Back in July I mentioned a guy that I'd been seeing. I know why I never talked about him before. I was ashamed to. It was a STUPID situation to be in, and I was a naive little fool to get involved with him. In general, no one knew about us, for a while it was b/c he didn't want his friends to know, then, I didn't want my friends to know. Well, they all know now...

Back in July, I didn't get into the situation in itself, just that we had broken up. We had dated when-ever, for a few years. We're not from the same town, and he's been in a few "serious" relationships, I was like the girl he hung out with when he wasn't involved. Honestly, for most of that time, I was fine with it. I was stupid, but I was fine with it. He always wanted to be with me when he was in town, so why would I complain? I guess one day it just clicked that I wanted and deserved, someone who wanted me all the time, not just when no one else was available. I still haven't gone out with him again. We did talk a lot at first though, because like I mentioned at the time, he was really upset about the whole thing. Upset as in pissed I called it off first. Afterall, I had been the one that had "needed" him all those years. He even asked me if there was some other guy I liked better. There wasn't, and there didn't need to be. After the initial pissed off-edness, he was leaving me messages saying he wanted to be serious with me. Thank you, but no. So now he doesn't talk to me at all which is beyond okay with me because now I don't have to get my phone number changed.



In March I said I sort of got stalked. There's a guy in his 70's who comes to the store where I work. He's my stalker. Totally harmless, but kind of gross. He'll come to the part of the store where I work, and give me money for the lottery ticket or what ever that he's buying, then he won't let go of my hand. He's always telling me things like, "I could make you happy..." or "you know I'd take real good care of you." If it was someone in their 20's or early 30's, those would be great things to be told, maybe even catch my interest, but he's old enough to be my grandfather, and it kind of freaks me out.

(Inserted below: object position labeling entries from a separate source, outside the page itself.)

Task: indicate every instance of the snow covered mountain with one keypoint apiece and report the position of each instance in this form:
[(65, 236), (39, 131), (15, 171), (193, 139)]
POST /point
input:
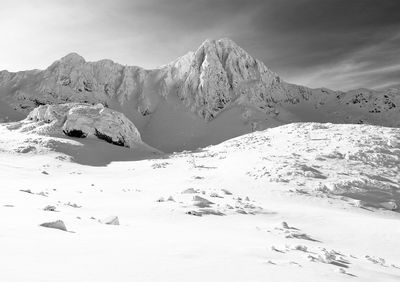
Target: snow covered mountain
[(299, 202), (202, 98)]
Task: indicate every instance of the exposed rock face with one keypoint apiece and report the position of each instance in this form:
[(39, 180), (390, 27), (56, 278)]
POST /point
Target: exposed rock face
[(82, 120), (220, 72), (219, 82), (59, 224)]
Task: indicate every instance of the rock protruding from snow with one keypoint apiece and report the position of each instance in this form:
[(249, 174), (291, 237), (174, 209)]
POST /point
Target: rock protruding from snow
[(219, 73), (82, 120), (111, 220), (59, 224)]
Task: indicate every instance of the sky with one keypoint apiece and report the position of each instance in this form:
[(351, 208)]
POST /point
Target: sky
[(338, 44)]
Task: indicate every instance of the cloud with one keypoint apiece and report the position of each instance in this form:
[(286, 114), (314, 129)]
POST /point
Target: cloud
[(337, 43)]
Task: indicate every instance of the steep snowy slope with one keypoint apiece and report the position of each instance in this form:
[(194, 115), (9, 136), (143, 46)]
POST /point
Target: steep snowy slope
[(299, 202), (186, 99)]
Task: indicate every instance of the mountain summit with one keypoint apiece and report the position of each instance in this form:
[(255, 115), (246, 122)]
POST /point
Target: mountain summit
[(204, 97)]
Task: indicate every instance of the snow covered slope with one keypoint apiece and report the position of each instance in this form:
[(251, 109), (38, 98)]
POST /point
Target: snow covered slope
[(202, 98), (299, 202), (51, 126)]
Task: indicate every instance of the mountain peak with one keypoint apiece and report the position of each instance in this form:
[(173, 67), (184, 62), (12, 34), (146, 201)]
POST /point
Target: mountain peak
[(73, 58)]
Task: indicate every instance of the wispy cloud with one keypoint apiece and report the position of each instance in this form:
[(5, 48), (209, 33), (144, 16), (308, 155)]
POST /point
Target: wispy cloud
[(340, 44)]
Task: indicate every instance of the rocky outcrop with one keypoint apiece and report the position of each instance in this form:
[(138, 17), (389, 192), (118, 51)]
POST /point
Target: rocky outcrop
[(83, 120)]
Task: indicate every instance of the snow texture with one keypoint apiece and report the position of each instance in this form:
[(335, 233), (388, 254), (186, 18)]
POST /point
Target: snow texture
[(82, 120), (205, 97)]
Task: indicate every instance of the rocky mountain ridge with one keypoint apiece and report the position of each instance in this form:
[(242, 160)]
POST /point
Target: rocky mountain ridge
[(186, 98)]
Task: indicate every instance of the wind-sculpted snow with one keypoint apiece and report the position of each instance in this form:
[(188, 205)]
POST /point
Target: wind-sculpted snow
[(300, 202), (83, 120), (361, 162)]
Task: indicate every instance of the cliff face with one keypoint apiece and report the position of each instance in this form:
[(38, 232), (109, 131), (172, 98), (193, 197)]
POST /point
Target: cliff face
[(204, 97)]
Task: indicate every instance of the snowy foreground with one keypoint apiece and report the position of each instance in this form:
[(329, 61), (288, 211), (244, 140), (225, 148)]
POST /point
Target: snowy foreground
[(300, 202)]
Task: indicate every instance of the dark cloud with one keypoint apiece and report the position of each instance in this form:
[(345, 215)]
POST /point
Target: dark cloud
[(335, 43), (292, 37)]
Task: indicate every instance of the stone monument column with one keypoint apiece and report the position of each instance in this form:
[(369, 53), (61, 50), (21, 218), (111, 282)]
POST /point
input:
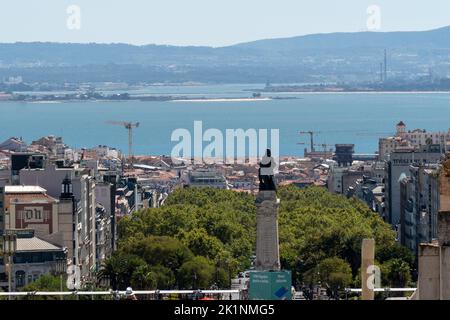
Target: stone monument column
[(267, 245)]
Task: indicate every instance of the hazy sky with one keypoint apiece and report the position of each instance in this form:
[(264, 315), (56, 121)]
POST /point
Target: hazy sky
[(207, 22)]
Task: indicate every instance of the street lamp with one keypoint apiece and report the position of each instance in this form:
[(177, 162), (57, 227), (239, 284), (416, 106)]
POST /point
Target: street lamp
[(9, 248)]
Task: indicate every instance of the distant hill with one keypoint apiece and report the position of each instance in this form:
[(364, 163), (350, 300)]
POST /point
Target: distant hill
[(311, 58)]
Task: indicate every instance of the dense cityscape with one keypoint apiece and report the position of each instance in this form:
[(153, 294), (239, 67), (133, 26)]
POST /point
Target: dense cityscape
[(77, 210)]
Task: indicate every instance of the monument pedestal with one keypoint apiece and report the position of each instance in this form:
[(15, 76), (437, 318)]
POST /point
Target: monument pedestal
[(267, 245)]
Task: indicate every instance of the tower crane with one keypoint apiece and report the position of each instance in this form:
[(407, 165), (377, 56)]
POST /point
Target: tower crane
[(129, 126)]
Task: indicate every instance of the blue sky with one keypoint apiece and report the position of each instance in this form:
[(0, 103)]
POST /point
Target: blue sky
[(207, 22)]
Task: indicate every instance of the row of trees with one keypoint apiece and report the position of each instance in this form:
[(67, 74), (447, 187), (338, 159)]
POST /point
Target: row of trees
[(203, 237)]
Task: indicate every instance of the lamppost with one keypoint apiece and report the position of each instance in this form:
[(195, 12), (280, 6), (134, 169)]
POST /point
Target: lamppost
[(9, 248)]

In May I talked about liking a guy, who didn't like me. I don't like him as more than a friend, and honestly, no even as a good friend. All he's interested in anymore is partying and getting wasted, so there's nothing for us to really even talk about anymore. I am still friends with his last girlfriend though.

I don't know when I started mentioning David, but that's the older guy who's son I went to high school with. He's very confused about things. (lol) I can say that because that's one of the last things he's told me. We're still friends, still only talk once in a while (once every week or two) it's very comfortable. But now and then he'll get "confused" and that's when he'll leave me all kinds of voice mail and stuff asking why I'm mad at him. Which I never am, I'm just too busy right then to call back immediately. Then, when I don't call he assumes that I'm not calling because I'm mad at him. His ex-wife seriously screwed up his mind. I've told him repeatedly that if I'm pissed, I'll come straight out and tell him. But he still gets paranoid sometimes. His son thinks it's sad that he let his mom mess him up so much. Apparently she still does too, b/c she calls there and yells at him about the kids all the time. Nevermind that they're all over 21 and he's the one who's taken care of them the past 10 years.

Well I guess that's it for now, there are more things that I want to say, but I have to get to class.